In January 2012, Tønsbergs Blad journalist Lars Døvle Larssen uncovered the paper's connections to the evangelical Brunstad Christian Church. Kåre Johan Smith, missionary and leader of the church, was connected to the company with the largest shares in the paper, Tritoria Investments, which held 80%. The company was largely owned by two people, Øivind and Jan Lindstad, the second of which was a trustee of the church in Østfold, with minor ownership by Smith himself. When questioned about the ownership, Aamodt answered that he didn't feel it relevant to enquire about the investors' religious background, noting that he also did not do so for any of his employees. Editor Henriksen commented that the paper adhered to principles of editorial independence, regardless of ownership. She further added that they were not trying to hide their connection, and that the articles in Tønsbergs Blad were written to mislead readers: "a lie repeated often enough becomes truth".

===New ownership===
In its three years of publication, Vestfold Blad suffered heavy economic losses, running a deficit of around . Consequently they were acquired in March 2014 by media conglomerate Content Media (Note: At the time of acquisition, they were known as Lundquist Media, before changing their name in 2015.) who were already owners of several city papers in Western Norway. Now publishing only in Sandefjord, Tjølling and Stokke, the paper competed directly with Sandefjords Blad, whose editor in chief Jan Roaldset stated their intention to go on the offensive.

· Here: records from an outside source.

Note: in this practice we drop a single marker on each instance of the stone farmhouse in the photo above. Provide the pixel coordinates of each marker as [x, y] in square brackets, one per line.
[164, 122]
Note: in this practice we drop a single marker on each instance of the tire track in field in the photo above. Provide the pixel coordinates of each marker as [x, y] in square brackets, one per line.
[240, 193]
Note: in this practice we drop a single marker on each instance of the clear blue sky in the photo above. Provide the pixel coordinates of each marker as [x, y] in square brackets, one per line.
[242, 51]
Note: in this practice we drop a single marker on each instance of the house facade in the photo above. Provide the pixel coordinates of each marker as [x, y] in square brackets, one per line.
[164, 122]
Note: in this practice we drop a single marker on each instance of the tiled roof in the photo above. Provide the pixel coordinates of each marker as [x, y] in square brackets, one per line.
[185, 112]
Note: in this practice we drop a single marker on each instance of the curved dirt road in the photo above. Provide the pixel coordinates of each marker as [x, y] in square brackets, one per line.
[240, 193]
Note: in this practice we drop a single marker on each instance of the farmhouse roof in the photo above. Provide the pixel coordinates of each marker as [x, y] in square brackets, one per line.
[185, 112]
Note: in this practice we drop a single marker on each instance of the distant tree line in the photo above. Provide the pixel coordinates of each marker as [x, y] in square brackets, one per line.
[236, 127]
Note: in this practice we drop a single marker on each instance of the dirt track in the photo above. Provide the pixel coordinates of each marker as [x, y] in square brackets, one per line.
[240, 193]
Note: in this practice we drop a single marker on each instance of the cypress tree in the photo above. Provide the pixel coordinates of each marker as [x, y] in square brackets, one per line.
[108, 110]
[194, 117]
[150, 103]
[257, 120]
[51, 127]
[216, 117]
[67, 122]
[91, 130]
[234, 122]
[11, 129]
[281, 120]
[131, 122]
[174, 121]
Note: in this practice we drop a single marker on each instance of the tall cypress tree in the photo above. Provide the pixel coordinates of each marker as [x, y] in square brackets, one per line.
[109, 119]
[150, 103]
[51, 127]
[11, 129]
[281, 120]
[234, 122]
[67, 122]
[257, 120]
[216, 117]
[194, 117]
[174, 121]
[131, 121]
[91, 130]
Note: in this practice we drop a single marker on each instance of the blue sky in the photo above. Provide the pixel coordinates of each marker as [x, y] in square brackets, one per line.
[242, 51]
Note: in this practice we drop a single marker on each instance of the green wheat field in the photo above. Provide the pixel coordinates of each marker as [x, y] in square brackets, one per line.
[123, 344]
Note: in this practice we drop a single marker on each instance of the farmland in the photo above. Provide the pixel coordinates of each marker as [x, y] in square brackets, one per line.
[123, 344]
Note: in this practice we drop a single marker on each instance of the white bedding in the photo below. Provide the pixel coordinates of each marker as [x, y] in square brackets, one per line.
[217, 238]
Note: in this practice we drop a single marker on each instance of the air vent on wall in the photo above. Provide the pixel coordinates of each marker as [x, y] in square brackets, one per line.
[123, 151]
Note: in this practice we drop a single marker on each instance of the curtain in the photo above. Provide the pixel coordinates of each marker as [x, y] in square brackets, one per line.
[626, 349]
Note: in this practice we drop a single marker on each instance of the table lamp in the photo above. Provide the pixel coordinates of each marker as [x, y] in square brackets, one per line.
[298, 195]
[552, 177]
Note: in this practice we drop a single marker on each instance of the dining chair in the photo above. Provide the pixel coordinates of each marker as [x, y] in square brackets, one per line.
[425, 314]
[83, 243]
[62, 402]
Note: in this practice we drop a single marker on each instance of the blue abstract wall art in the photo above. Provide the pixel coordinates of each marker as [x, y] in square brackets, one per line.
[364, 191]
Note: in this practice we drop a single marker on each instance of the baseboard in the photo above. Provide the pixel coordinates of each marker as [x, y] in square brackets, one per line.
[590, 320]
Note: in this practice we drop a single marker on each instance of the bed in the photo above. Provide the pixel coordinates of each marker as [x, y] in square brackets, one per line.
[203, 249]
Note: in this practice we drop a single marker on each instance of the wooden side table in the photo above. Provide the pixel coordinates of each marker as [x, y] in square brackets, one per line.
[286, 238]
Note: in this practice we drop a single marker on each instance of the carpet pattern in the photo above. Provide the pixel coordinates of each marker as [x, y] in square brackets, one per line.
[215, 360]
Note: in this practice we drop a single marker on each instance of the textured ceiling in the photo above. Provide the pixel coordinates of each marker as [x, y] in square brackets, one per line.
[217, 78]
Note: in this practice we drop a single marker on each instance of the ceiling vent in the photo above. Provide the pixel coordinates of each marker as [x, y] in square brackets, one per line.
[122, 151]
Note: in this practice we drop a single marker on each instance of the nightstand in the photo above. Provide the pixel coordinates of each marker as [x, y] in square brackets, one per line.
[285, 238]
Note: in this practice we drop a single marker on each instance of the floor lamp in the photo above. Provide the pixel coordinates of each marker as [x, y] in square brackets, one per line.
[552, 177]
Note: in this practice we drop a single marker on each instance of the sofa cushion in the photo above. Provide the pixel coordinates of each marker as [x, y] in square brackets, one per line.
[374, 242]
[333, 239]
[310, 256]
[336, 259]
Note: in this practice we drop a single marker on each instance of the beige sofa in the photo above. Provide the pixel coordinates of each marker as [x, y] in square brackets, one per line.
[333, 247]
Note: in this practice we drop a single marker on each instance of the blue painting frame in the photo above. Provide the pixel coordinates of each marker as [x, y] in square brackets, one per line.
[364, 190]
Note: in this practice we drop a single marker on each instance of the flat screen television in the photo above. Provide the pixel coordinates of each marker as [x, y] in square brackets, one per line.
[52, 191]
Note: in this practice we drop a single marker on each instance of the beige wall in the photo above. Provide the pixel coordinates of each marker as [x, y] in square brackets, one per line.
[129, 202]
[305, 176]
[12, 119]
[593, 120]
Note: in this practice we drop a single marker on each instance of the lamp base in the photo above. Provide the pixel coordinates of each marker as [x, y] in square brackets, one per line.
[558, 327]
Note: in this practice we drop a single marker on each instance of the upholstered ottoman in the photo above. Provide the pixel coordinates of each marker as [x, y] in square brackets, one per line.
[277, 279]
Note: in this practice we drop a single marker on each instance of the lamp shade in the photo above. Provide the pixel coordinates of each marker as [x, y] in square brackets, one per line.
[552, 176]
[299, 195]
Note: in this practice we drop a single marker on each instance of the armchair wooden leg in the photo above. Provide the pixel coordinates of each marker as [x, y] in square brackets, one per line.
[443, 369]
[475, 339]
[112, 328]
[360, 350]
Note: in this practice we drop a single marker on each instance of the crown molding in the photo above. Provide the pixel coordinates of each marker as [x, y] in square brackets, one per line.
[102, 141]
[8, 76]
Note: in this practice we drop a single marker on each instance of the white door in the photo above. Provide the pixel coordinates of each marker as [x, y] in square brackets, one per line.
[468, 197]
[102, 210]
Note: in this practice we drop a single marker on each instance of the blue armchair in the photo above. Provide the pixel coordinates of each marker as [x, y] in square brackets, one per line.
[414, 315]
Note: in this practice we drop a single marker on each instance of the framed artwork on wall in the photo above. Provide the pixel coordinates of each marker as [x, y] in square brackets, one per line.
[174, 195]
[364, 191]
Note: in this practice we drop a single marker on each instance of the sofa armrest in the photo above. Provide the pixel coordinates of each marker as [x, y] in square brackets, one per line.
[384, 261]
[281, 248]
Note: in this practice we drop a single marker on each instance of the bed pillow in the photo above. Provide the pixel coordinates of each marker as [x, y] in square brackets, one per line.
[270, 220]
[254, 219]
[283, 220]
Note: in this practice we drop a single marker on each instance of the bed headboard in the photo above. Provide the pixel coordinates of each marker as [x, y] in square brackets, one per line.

Following further deficits after its acquisition, the city papers for Sandefjord and Tønsberg, both owned by the same company, were moved to the same premises in August 2016, in addition to both changing from weekly to biweekly publication three months later in November. When asked if the reduction was temporary, general manager Bjørn Larsen commented that it would likely continue through 2017. Less than half a year later, Byavisa Tønsberg moved back to their offices in Torvgaten in Tønsberg in January 2017, after it was bought back by the original owners, Vibeke and Christer Lundquist. Byavisa Sandefjord remained in the hands of Content Media.

===Cessation===
On 5 December 2018, Byavisa Sandefjord published its final issue. Citing lack of funding from advertisers, the closing of the publication was announced by staff on Facebook on 12 December. This followed the cessation of the local papers in Sarpsborg and Fredrikstad, leaving Content Media with just two left, Byavisa Moss and Byavisa Drammen. These later went bankrupt in January 2019 and October 2020, respectively.